Biologically inspired recurrent neural networks are computationally intensive models that make extensive use of memory and numerical integration methods to calculate neural dynamics and synaptic changes. The recent introduction of architectures integrating nanoscale memristor crossbars with conventional CMOS technology has made possible the design of networks that could leverage the future introduction of massivelyparallel, dense memristive-based memories to efficiently implement neural computation.

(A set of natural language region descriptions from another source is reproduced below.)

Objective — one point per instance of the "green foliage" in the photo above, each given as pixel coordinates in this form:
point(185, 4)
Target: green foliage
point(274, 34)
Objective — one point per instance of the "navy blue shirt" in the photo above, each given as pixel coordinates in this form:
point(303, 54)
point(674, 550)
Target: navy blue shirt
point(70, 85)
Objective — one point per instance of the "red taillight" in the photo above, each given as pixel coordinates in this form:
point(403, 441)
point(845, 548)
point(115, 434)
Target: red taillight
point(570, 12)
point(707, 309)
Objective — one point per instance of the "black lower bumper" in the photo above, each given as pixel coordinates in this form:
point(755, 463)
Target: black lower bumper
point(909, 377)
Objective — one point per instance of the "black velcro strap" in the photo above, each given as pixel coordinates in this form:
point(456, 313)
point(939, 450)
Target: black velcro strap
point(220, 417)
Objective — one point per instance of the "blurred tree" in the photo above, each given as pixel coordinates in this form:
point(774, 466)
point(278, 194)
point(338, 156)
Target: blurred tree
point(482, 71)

Despite the clear advances givenby memristors, the implementation of neural dynamics in digital hardware still presents several challenges. In particular, large scale multiplications/additions of neural activations and synaptic weights are largely inefficient in conventional hardware, leading, among other things, to power inefficiencies.
The Neuromorphics Lab, in collaboration with our colleagues at HP, is working on a methodology based on fuzzy inference to reduce the computational complexity of such networks by replacing multiplication and addition with fuzzy operators. Our method employs fuzzy inference systems to evaluate the learning equations of two widely used variants of Hebbian learning laws, pre- and post-synaptic gated decay. We have tested this approach in a recurrent network that learns a simple dataset, and have compared the fuzzy and canonical implementation.
Our results show that the behavior of the fuzzy network using with min and max operations is similar to that of networks that employ regular multiplication and addition (see Figure 4 in an example on the Lena image), while yielding better computational efficiency in terms of number of operations used and compute cycles performed. Using min and max operations we can implement learning more efficiently inmemristive hardware, which translates into power savings (See figure 6 for an analysis of computational complexity).